大雨で県道が崩落した出雲市・日御碕地区、観光シーズンの「夕日の観賞スポット」閑散

AI要約

島根県出雲市の日御碕地区が大雨で孤立状態にある。夕日の観賞スポットとして知られ、観光シーズンには多くの観光客が訪れるが、県道崩落により影響を受けている。

地元民宿やビジターセンター、土産物店などが打撃を受けており、休館や閉館を決定。観光関連事業者が経済的な困難に直面している。

営業できずに経済的な損失を受けている地元の事業者に対する支援策が必要とされている。

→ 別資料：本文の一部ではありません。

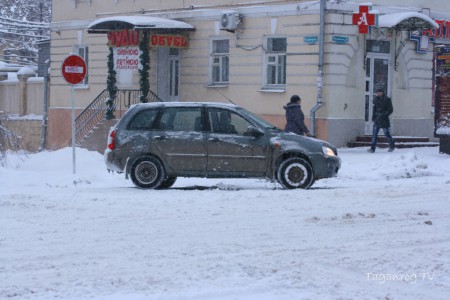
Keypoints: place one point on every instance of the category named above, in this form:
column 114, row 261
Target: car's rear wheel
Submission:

 大雨の影響で県道が崩落し、孤立状態が続く島根県出雲市の日御碕地区は、県内有数の夕日の観賞スポットとして知られる。夏の観光シーズンは例年多くの観光客でにぎわうものの、県道は復旧の見通しが立っておらず、関係者らが気をもんでいる。

 「1時間でも早く通れるようになってほしい。うちにとっては死活問題だ」。13日、同地区の「民宿ちどり荘」の女将、阿部博子さん(73)は、悲痛な思いを口にした。

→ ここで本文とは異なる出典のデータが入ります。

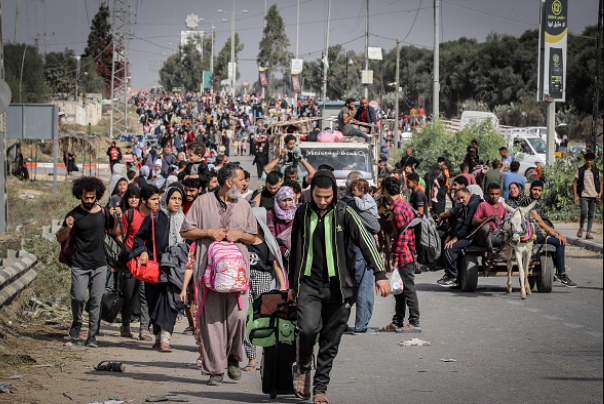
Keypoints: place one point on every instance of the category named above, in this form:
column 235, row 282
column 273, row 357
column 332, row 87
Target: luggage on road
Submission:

 同民宿はおわし浜海水浴場に面し、7~8月はかき入れ時だ。コロナ禍が明けて2度目の夏を前に受け入れ態勢を整えようと、6月下旬に休憩や食事などができるあずま屋を数十万円かけて整備したばかりだった。

 3連休の初日となったこの日も、当初は30人前後の利用予約があった。だが県道の復旧見通しが立っていないことから、予約客に電話して事情を説明して断ったという。阿部さんは「営業できない分の給付金のようなものがあれば」と話す。

 地元の民宿やグランピング施設、土産物店に野菜や食品などを配達してきた蒲生商店も打撃を受けている。本来であれば忙しい時期となるが、店頭に立つ蒲生芙美子さん(81)は「かき入れ時なのに注文も入らない」と嘆いた。

 また、観光ガイドの拠点になっていた日御碕ビジターセンターは、崩落を受けて当面の間の休館を決定。出雲日御碕灯台近くの宿泊施設も、24日までの閉館をすでに決めた。予約客に順次事情を説明しており、施設の運営会社は「県や市などとやりとりしながら今後を決める」としている。